The point is that with a), it will be noticed earlier. What none of these
options achieves (although a is closer than the others), but which would be
"nice to have", would be to ensure that all binary packages are built with
the same versions of libraries etc.; this would avoid some cases of
arch-specific bugs.

Ideally maintainers would build their packages for upload in a "clean"
unstable environment, which would have pretty much the same effect as
autobuilding for all arches, but this is a pipedream.

> Sounds like the perfect getting in the way of the good; the end result
> sucks.
> Papering over these issues is *not the answer*. Find them and fix
> them, it's not hard.

I think this commentary can be equally well applied to the status quo.

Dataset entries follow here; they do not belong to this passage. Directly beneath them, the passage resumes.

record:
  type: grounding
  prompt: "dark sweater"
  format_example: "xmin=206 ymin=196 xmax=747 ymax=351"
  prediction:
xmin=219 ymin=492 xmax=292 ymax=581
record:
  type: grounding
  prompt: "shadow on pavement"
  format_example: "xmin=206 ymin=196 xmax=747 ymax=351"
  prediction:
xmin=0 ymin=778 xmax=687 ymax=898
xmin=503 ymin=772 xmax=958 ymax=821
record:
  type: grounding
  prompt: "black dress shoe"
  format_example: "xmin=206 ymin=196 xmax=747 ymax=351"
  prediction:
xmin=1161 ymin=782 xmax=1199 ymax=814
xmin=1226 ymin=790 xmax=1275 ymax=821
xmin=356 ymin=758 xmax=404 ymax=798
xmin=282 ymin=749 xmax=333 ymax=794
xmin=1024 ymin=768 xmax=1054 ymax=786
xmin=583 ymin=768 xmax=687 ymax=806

The point of build-deps is to try to replicate a situation in which a
package can be built. The perfect would be a set of consistent binary packages
in the archive, built from a source package which would build on any system
meeting the build-dep requirements. The good would be a set of consistent
binary packages with no nasty surprises caused by maintainers' weird systems,
but that occasionally fail to build on systems with previously-untried
combinations of packages.

Whether or not the binary package that the maintainer uploads is actually
allowed into the archive has damn nearly zero impact on its usefulness for
finding build problems. Conversely, it is likely to have a significant impact
on the reliability and consistency of the binary packages in the archive.
The severity of problems caused by an unnoticed build-weirdness getting into
a stable release is likely to be far less than that of a bug in the
autobuilt binaries (that does not occur in the maintainer-built binary); think
potential data loss on 64-bit platforms, for example, when the maintainer built
(and most testing happened) on i386.

In the cases of build weirdnesses however, it will always be possible to
work around it by rebuilding in an artificial environment.